Real wealth cannot be created out of thin air. What these new OPMF policies must therefore produce is large shifts in relative wealth between different economic agents and households. Wealth distribution skews will continue to widen, with the 1% amassing even more relative wealth. (Wealth distribution is already at its most imbalanced in at least 8 decades in the U.S. not to mention similar trends in other countries.) This is just one of the structural problems.

While Mr. Adair and other erstwhile and mutually-congratulatory money alchemists will no doubt continue to reinforce the notion that their ideas are new and brilliant, they are in fact not. The underlying premise — buried under mile-high layers of academic-speak, theoretical obfuscation, references to other revered economists and so on — is a fascist wealth transfer. That’s harsh language. Even harsher (and more accurate still), is the word theft. When massive amounts of wealth are being transferred by effect of the policies of unelected central bank officials (not by way of labour or savings nor a properly-empowered congress) that is what it is…theft.
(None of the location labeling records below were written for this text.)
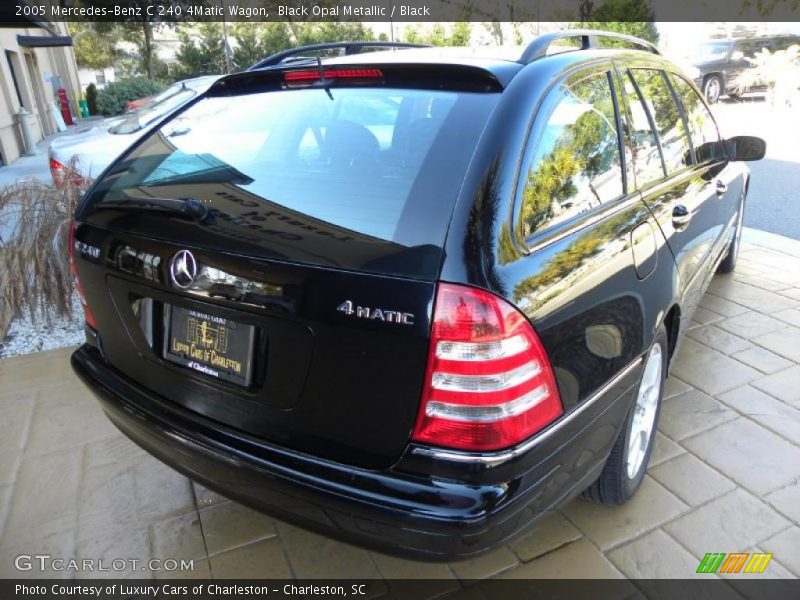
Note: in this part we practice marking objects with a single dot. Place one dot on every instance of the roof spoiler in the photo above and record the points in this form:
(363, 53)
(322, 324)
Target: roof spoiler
(308, 52)
(588, 38)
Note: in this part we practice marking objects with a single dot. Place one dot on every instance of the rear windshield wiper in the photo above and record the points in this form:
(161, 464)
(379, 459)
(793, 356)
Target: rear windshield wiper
(187, 208)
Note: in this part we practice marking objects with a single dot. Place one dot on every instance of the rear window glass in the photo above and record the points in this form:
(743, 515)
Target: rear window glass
(380, 163)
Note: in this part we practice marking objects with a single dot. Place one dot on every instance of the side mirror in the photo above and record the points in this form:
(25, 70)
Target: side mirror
(745, 147)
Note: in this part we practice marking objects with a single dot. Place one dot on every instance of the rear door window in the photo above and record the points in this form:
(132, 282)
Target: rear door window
(646, 156)
(575, 165)
(666, 116)
(701, 124)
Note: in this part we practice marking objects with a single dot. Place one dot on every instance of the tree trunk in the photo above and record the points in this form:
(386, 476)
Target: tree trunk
(148, 49)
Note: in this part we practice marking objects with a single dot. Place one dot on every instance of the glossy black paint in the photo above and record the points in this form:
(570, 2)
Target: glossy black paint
(322, 436)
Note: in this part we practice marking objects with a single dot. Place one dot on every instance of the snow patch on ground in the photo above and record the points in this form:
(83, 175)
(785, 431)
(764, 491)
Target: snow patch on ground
(25, 335)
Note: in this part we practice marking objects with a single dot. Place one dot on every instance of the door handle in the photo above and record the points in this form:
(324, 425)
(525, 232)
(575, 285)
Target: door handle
(681, 215)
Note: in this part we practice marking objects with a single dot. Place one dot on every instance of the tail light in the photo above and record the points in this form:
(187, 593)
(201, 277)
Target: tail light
(87, 311)
(310, 76)
(57, 172)
(489, 384)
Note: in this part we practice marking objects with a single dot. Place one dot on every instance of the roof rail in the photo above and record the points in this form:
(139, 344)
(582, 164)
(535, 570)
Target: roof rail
(346, 47)
(588, 39)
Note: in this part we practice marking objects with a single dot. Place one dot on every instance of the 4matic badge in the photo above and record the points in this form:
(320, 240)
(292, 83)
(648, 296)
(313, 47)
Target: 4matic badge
(375, 314)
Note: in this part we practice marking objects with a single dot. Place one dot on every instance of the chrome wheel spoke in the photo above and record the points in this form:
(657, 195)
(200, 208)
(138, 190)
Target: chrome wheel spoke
(644, 415)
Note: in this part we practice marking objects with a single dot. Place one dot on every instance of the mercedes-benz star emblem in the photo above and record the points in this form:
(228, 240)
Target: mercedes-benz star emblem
(183, 269)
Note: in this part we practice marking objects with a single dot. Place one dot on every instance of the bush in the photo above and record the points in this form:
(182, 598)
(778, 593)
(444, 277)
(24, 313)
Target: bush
(91, 98)
(112, 99)
(34, 271)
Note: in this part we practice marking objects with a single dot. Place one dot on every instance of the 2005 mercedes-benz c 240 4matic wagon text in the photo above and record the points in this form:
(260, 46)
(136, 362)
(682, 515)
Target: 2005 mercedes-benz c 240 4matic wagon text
(410, 299)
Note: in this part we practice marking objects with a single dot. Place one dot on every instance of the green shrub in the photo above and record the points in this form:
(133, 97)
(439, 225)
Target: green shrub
(112, 99)
(91, 98)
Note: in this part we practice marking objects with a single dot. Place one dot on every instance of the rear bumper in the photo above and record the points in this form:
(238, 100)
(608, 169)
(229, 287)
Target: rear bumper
(417, 508)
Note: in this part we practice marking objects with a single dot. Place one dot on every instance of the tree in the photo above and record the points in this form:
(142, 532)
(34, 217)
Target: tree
(255, 41)
(202, 51)
(631, 17)
(330, 31)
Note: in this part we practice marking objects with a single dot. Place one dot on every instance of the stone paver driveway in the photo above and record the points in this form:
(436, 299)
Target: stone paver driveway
(724, 477)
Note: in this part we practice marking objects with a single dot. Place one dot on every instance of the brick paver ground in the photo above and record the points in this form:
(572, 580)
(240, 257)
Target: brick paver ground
(725, 473)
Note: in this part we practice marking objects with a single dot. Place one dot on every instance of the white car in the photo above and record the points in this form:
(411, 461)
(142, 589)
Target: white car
(93, 149)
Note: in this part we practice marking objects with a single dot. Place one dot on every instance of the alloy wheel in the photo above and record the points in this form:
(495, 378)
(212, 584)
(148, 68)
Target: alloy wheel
(644, 415)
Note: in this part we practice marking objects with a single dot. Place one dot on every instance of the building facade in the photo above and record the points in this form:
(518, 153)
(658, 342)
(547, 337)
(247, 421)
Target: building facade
(36, 61)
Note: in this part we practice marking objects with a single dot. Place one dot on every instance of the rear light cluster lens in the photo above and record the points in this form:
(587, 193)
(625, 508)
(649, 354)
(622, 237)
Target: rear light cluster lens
(489, 384)
(307, 77)
(87, 311)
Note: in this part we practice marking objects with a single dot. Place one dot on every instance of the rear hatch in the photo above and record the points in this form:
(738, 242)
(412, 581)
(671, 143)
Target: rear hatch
(268, 257)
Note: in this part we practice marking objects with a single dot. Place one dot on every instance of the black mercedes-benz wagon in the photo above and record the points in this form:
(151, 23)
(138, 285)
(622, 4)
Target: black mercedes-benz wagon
(413, 299)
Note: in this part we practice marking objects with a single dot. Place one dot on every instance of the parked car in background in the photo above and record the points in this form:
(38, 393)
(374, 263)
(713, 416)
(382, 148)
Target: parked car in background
(92, 150)
(411, 299)
(719, 63)
(138, 103)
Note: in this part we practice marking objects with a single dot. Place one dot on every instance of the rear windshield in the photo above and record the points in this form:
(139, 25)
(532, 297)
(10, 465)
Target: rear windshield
(376, 164)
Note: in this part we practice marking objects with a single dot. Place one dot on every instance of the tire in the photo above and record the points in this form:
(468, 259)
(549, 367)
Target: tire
(712, 88)
(627, 463)
(728, 263)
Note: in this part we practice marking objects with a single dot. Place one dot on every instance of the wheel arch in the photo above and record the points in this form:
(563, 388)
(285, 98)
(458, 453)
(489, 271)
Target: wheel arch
(672, 323)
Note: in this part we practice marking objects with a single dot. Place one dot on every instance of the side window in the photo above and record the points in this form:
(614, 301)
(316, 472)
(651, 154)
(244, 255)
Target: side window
(702, 127)
(576, 164)
(646, 156)
(667, 118)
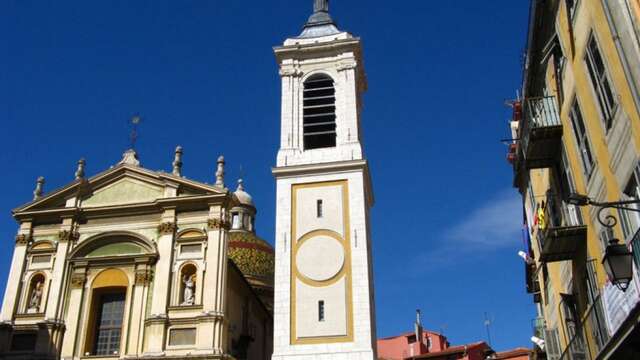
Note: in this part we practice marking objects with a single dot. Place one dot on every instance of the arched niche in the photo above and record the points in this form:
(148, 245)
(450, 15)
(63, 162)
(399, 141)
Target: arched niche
(115, 245)
(188, 277)
(35, 293)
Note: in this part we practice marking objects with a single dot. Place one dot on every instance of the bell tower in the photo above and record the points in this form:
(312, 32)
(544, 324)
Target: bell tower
(323, 280)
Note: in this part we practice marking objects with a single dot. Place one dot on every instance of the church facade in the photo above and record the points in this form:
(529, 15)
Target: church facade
(133, 263)
(139, 264)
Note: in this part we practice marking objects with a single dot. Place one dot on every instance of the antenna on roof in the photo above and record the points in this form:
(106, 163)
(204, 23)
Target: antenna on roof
(133, 137)
(487, 324)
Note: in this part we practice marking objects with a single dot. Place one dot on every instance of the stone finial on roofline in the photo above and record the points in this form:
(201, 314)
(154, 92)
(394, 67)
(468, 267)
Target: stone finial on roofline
(80, 170)
(130, 157)
(220, 172)
(37, 193)
(177, 162)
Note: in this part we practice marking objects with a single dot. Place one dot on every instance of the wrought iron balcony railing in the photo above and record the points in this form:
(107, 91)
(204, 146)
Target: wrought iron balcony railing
(593, 323)
(563, 232)
(541, 132)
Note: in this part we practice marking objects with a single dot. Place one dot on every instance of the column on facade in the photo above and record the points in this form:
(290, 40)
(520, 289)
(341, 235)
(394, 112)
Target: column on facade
(72, 320)
(215, 282)
(161, 286)
(290, 127)
(15, 273)
(66, 235)
(143, 276)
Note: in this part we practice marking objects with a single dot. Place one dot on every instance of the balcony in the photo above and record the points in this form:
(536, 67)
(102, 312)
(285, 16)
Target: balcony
(593, 324)
(533, 285)
(563, 233)
(541, 133)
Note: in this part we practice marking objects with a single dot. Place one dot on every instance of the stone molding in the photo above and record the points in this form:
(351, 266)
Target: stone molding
(22, 239)
(347, 65)
(143, 277)
(217, 224)
(78, 280)
(68, 235)
(167, 228)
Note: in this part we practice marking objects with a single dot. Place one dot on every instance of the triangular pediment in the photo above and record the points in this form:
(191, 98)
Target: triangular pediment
(124, 191)
(121, 185)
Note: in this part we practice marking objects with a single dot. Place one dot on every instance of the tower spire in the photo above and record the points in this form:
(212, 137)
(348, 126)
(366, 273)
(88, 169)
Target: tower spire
(320, 22)
(320, 5)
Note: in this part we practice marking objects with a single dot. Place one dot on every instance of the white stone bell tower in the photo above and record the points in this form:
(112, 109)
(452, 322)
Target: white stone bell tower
(324, 301)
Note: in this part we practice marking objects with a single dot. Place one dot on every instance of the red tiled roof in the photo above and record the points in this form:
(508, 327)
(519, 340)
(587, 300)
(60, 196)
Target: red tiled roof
(513, 353)
(452, 350)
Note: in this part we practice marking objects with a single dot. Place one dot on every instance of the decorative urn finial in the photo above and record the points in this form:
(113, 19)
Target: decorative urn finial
(177, 162)
(220, 172)
(37, 193)
(80, 170)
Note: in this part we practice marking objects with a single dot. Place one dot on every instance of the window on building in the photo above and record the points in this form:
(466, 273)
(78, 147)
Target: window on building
(109, 323)
(572, 213)
(601, 82)
(182, 337)
(572, 7)
(236, 223)
(630, 220)
(580, 132)
(319, 209)
(23, 342)
(319, 112)
(321, 310)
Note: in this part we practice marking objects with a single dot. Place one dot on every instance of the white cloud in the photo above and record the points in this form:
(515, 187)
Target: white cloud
(495, 223)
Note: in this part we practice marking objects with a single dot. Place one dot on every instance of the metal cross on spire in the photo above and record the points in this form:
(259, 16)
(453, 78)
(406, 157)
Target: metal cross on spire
(135, 121)
(321, 6)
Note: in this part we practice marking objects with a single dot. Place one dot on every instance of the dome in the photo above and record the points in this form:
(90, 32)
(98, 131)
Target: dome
(242, 196)
(256, 260)
(253, 256)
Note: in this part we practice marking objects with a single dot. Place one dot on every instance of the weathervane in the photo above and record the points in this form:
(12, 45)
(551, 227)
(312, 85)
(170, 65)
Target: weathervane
(135, 121)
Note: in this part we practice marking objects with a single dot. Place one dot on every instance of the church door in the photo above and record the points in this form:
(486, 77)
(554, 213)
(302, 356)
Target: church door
(109, 325)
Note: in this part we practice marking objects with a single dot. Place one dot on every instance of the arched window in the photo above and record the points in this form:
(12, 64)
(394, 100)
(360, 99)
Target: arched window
(319, 112)
(106, 318)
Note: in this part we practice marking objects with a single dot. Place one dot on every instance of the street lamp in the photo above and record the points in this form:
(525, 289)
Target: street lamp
(618, 262)
(618, 259)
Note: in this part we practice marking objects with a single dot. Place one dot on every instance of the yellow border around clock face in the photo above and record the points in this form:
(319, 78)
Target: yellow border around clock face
(345, 272)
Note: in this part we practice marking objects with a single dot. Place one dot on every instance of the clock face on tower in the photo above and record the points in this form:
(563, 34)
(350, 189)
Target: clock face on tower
(320, 258)
(321, 306)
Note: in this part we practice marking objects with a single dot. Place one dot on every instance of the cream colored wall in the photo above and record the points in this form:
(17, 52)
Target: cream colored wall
(615, 153)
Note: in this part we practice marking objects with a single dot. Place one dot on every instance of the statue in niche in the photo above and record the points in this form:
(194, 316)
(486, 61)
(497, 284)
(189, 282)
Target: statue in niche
(188, 295)
(36, 297)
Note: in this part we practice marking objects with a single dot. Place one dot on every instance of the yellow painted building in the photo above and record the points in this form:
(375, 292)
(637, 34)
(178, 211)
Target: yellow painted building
(576, 130)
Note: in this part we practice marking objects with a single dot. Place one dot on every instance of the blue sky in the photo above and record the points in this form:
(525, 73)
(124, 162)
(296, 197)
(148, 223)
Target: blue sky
(202, 74)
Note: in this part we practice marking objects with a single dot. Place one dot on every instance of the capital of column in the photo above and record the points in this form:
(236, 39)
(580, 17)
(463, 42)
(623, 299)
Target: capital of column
(167, 228)
(68, 235)
(78, 280)
(143, 277)
(22, 239)
(217, 224)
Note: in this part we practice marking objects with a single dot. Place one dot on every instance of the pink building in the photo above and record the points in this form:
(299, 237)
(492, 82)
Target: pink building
(404, 346)
(424, 344)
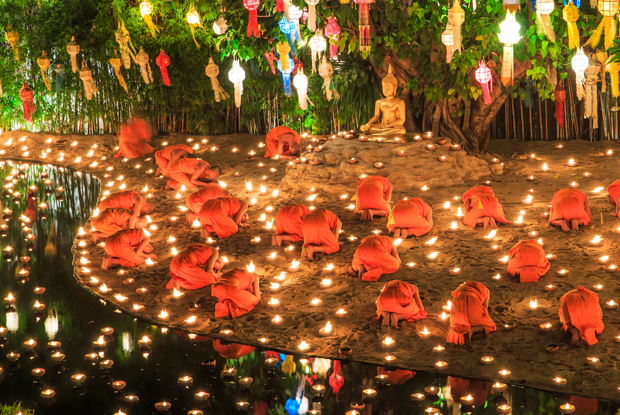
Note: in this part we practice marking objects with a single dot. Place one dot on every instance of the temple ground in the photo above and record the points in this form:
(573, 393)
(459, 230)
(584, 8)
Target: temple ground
(520, 349)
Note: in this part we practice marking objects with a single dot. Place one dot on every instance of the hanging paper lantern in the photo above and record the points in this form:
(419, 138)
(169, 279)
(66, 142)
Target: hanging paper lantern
(252, 6)
(146, 8)
(484, 76)
(44, 65)
(73, 49)
(301, 84)
(212, 71)
(332, 31)
(27, 97)
(508, 35)
(236, 75)
(163, 61)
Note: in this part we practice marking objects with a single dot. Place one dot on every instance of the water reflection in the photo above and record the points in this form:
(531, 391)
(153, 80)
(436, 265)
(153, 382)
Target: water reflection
(85, 357)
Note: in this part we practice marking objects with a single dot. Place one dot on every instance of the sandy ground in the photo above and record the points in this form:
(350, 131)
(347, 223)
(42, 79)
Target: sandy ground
(521, 349)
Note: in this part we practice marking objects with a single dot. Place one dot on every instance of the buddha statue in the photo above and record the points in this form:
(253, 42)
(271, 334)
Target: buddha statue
(391, 111)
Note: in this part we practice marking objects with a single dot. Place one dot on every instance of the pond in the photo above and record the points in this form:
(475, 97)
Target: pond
(134, 367)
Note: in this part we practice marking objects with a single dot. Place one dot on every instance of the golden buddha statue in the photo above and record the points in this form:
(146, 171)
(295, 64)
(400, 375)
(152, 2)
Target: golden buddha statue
(391, 111)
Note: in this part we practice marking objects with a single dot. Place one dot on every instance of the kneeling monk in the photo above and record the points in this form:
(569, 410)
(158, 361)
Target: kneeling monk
(581, 316)
(288, 224)
(373, 197)
(569, 209)
(127, 248)
(320, 229)
(223, 216)
(167, 156)
(282, 142)
(237, 291)
(528, 260)
(128, 199)
(112, 220)
(482, 208)
(399, 300)
(470, 312)
(376, 255)
(410, 217)
(194, 267)
(191, 173)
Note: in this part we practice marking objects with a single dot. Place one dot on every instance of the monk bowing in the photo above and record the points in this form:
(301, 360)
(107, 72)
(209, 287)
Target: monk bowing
(191, 173)
(112, 220)
(373, 197)
(482, 208)
(320, 229)
(237, 291)
(169, 155)
(410, 217)
(282, 142)
(376, 255)
(569, 209)
(288, 224)
(194, 267)
(399, 300)
(128, 199)
(470, 312)
(581, 316)
(127, 248)
(528, 260)
(222, 216)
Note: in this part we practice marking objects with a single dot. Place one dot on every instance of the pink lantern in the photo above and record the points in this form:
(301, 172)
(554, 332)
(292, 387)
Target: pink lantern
(484, 76)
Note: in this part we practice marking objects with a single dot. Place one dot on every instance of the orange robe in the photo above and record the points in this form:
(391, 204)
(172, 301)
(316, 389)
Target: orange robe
(215, 215)
(318, 229)
(123, 245)
(289, 221)
(208, 192)
(272, 140)
(374, 254)
(162, 157)
(528, 259)
(569, 204)
(584, 313)
(133, 140)
(468, 310)
(399, 297)
(414, 215)
(186, 268)
(372, 192)
(234, 301)
(112, 220)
If you’ve been puzzled by the inexplicable strength of stock markets in recent months, despite a clearly decelerating economic ebb and wilting earnings, then the growing expectation of OPMF could be the missing link.

As OPMF gains further influence in policy circles, we speculate that financial markets (both bonds and stocks…the latter certainly so) will initially be (perhaps already are) in a celebratory mode. In fact, it may yet be a full-blown punch bowl party. Intoxicants such as free money and free government funding will do that. But only for a time. The flaws that we have cited will, in time, come to the fore.

Finally, while we see such smug, morality-free prescriptions being proposed to wide and celebrated approval, on the other hand we also see confusion and trepidation. Said Lorenzo Bini Smaghi recently, former member of the executive board of the European Central Bank: “We don’t fully understand what is happening in advanced economies.” Furthermore, José Viñals, IMF Financial Stability head, forebodingly commented that “Put simply, we are in uncharted territory.” Indeed we are.